O homem ficou profundamente tocado com esse testemunho de Ho. Ele obviamente não tinha a menor dúvida que Ho era sim uma moradora de rua, mas ao ouvir essas palavras era como se uma nova definição do sofrimento que eles passassem fosse adicionada à imagem que ele tinha deles.

Ho, por outro lado, estava usando sua visão de mãe para compor a estória que contava. Não que ela tivesse vivido na rua, ou algo do gênero, mas o fato de ter se tornado mãe a deixava mais sensível para os sofrimentos do mundo ao redor que ela, antes solteira, não conseguia reparar antes. Uma noção maior de responsabilidade, de empatia, de generosidade havia brotado nela desde que ela havia dado a luz. E essa capacidade de se colocar no lugar dos outros, sentindo, nem que se fosse por obra da imaginação, o que aquelas pessoas sem lar sentiam, penetrava em sua alma, trazendo uma ferida quase que incurável.

“Incrível.
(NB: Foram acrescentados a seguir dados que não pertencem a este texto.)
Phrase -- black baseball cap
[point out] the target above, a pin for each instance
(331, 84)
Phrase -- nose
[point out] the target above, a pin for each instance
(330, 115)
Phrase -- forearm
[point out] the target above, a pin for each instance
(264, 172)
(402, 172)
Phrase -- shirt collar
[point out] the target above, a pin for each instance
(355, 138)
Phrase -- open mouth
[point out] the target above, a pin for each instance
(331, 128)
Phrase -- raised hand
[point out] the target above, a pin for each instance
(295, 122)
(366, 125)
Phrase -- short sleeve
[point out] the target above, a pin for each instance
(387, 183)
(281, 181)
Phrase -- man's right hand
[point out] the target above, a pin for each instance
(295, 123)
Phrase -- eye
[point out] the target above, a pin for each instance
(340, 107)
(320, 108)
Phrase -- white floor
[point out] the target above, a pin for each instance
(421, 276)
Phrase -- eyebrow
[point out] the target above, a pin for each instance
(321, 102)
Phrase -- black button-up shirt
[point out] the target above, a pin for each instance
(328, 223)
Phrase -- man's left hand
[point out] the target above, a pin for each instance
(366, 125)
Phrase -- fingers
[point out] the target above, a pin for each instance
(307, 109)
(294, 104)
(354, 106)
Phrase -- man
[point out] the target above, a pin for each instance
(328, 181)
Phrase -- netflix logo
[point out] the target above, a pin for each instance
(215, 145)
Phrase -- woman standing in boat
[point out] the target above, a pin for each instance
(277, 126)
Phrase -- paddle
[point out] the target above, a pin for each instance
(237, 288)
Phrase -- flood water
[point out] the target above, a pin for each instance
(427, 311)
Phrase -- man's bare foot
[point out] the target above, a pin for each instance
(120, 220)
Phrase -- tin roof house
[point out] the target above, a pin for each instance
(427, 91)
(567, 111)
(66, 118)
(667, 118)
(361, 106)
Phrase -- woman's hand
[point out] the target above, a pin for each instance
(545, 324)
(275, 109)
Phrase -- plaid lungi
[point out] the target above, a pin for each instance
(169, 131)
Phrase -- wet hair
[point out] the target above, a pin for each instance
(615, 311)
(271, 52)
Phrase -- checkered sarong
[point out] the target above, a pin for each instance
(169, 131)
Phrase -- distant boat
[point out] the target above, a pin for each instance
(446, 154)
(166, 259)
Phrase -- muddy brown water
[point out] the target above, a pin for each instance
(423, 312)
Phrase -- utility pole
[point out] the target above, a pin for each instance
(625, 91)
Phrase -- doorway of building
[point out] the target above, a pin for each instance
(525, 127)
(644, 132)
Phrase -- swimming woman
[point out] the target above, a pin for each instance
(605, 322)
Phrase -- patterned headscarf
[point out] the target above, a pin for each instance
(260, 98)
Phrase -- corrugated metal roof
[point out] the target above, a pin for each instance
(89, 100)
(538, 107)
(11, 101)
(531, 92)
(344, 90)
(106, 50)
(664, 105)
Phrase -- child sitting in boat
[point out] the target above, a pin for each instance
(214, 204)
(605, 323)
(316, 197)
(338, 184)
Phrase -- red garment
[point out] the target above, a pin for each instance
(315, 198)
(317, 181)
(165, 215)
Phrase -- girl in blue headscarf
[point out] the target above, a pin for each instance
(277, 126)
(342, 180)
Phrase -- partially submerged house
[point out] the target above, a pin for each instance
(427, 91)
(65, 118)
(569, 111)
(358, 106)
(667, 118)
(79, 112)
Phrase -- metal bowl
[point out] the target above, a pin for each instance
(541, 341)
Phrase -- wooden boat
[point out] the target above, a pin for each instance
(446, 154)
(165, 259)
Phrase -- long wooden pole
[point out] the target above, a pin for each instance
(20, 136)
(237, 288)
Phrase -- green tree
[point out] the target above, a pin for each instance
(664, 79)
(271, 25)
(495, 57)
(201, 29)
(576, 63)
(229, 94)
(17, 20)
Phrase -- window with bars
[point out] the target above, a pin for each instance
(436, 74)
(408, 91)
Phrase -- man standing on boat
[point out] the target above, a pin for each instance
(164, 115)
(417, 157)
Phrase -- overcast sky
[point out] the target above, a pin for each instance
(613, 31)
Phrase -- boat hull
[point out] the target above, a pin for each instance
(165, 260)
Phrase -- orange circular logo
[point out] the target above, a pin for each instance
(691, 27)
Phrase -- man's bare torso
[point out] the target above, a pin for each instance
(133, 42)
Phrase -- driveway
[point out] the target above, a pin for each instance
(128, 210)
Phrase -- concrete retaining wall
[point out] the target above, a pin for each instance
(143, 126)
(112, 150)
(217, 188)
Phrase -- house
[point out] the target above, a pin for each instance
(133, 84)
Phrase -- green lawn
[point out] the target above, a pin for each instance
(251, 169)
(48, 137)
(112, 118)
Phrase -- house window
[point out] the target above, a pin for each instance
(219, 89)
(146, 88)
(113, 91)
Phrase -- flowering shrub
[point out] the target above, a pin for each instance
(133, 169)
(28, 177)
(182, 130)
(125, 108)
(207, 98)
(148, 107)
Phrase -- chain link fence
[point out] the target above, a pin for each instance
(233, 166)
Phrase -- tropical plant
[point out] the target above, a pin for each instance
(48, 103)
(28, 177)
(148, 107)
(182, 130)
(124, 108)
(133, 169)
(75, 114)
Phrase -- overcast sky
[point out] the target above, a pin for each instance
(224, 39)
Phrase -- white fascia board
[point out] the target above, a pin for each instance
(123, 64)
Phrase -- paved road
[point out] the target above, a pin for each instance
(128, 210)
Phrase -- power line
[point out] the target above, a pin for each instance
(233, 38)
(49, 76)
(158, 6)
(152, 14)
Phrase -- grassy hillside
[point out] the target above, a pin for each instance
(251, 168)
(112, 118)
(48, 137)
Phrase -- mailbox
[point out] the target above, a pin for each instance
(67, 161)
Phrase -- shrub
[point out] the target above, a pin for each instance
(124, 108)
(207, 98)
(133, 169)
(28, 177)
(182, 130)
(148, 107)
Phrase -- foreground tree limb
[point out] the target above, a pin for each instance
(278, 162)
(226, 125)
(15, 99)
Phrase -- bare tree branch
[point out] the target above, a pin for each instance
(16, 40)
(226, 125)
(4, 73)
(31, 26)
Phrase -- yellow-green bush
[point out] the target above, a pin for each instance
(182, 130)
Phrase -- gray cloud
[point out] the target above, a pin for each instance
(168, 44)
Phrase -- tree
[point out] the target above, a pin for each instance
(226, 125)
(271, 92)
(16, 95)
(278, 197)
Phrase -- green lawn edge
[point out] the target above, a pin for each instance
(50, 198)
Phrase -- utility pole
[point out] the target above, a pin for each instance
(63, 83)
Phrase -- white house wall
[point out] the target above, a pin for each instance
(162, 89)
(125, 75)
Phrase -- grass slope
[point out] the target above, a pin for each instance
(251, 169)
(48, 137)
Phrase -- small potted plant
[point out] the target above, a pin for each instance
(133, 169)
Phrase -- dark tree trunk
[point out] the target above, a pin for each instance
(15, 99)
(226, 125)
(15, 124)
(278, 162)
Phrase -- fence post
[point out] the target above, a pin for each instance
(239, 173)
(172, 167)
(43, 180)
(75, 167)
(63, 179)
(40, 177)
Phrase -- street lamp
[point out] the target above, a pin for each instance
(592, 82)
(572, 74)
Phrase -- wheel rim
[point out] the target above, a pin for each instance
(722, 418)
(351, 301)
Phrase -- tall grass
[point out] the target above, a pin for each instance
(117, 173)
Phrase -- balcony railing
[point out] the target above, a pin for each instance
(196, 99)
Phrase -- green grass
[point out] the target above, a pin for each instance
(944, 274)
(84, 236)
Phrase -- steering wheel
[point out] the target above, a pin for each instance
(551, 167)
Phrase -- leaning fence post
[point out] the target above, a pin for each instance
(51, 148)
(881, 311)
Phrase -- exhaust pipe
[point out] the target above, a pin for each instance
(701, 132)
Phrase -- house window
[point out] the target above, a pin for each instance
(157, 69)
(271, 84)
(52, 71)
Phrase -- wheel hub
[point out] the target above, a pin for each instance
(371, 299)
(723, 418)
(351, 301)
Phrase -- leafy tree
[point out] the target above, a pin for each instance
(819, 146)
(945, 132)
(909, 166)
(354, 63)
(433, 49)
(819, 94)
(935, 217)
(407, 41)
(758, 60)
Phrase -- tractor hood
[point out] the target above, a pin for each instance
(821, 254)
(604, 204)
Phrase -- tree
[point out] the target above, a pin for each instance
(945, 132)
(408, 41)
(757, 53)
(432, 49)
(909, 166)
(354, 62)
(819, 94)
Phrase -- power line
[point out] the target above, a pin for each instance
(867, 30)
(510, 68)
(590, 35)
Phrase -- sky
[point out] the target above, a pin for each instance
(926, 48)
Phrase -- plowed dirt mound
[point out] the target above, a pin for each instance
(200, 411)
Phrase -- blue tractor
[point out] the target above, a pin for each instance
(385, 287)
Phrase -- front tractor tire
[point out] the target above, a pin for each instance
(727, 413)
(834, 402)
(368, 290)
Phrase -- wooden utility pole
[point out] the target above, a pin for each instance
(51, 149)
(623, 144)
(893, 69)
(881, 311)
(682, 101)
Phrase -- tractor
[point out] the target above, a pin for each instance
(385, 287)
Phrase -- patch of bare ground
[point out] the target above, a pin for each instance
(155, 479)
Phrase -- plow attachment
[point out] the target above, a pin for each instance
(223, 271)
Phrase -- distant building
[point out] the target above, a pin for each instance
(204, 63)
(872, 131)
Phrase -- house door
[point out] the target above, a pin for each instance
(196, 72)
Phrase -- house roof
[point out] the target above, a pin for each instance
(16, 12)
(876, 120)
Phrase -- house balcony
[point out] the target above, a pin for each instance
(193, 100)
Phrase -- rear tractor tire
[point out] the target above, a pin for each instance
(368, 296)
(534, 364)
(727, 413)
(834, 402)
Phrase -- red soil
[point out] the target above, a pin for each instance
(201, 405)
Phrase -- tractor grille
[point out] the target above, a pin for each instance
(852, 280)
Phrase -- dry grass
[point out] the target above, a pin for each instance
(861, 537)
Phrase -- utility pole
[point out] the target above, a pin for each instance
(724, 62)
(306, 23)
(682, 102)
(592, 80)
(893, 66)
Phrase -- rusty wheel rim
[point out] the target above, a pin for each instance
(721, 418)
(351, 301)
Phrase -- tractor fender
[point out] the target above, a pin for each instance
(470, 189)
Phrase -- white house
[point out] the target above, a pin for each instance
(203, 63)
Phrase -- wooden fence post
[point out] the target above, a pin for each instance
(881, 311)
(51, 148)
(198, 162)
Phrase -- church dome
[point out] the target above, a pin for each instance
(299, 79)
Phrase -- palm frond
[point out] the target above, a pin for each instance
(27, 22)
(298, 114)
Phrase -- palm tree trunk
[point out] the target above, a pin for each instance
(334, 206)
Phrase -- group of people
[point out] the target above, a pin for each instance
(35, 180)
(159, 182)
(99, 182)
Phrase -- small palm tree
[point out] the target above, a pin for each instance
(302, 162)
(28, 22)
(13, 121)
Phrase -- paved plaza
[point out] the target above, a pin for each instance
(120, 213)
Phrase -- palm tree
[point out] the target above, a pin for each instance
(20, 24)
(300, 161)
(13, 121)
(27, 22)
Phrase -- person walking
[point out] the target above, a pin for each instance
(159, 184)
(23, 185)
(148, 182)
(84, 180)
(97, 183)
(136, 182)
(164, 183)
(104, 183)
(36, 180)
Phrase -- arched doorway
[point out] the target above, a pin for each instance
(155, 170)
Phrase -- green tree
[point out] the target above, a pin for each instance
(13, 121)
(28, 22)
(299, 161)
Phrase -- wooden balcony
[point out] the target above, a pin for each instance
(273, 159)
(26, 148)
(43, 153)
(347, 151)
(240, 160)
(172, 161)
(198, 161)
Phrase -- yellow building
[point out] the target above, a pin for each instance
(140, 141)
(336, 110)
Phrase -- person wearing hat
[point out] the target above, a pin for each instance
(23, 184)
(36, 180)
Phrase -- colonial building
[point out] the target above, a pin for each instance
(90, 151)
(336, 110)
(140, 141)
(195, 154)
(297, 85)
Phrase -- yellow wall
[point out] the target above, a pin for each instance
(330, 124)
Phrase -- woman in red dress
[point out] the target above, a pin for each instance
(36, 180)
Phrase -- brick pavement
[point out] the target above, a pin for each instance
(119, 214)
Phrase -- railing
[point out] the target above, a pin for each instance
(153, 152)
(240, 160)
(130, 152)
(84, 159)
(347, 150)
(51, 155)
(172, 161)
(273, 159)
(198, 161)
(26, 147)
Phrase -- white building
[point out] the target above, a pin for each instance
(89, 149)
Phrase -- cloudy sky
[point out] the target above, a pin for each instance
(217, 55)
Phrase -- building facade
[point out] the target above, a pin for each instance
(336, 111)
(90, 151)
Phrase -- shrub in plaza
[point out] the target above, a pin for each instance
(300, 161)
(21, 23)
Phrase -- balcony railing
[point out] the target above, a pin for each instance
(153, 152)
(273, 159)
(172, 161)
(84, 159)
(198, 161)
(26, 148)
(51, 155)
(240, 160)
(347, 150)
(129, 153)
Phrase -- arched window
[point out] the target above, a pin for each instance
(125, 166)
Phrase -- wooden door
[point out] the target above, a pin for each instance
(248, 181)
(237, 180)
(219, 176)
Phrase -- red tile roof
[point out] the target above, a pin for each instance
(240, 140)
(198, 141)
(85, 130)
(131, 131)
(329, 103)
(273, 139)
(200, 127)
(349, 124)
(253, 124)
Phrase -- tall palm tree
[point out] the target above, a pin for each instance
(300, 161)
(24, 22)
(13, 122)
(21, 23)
Sinto muito pela senhora estar passando pelo que está passando. A gente nem imagina o que vocês passam todo dia para sobreviver. É quase como matar um leão por dia”.

“Obrigada ao senhor pela simpatia. Pode parecer pouco, mas significa muito para a gente”.

Então o homem olhou para seu relógio. A conversa havia durado bem mais que ele havia imaginado.

“Puxa, olha que horas são! Preciso voltar”, disse o homem, se erguendo, e batendo nas suas calças para tirar um pouco da sujeira, que era praticamente imperceptível, “Mas obrigado novamente pelo tempo e pela conversa, senhora. Aliás, como a senhora se chama?”.

O homem estendeu a mão à ela, oferecendo um caloroso aperto de mão. Ho se ergueu e nesse momento uma ideia passou pela sua cabeça: esse homem é um membro da alta sociedade de Pequim, presumidamente. E isso significava que ele voltaria até aquela festa, e que ele poderia de alguma forma a ajudar a encontrar Chang Ching-Chong. Isso era perfeito! Ela já havia ganho-lhe a confiança, no mínimo ele poderia dar pistas de onde estava Chang Ching-chong e levar o time inteiro até o objetivo!

“Me chame de ‘Mama Nanguá’”, disse Ho, apertando a mão do senhor, “Se o senhor quiser me achar, me busque por esse nome”.

“Mama nanguá… Isso é ‘mamãe-abóbora’, como o legume?”, perguntou o homem, sorridente, e Ho confirmou com a cabeça. Ele prosseguiu, levemente emocionado: “Puxa, era assim que eu chamava a minha mãe. De ‘abóbora’. Ela me contou que foi a primeira coisa que eu disse como bebê, antes mesmo de ‘papai’ ou ‘mamãe’, acredita nisso?”.

Ho sorriu, espantada, balançando a mão do homem. Realmente, não tinha como não ser mais fácil!

“E o senhor? Qual o nome do senhor?”, perguntou Ho. E então o homem respondeu:

“Meu nome é Chang”, disse o homem, e então Ho sentiu quase como se um fio de eletricidade passasse pelo seu corpo ao ouvir as palavras do homem. Mal ela sabia o que estava por vir, quando ele dissesse seu nome completo, instantes depois: “Chang Ching-chong”.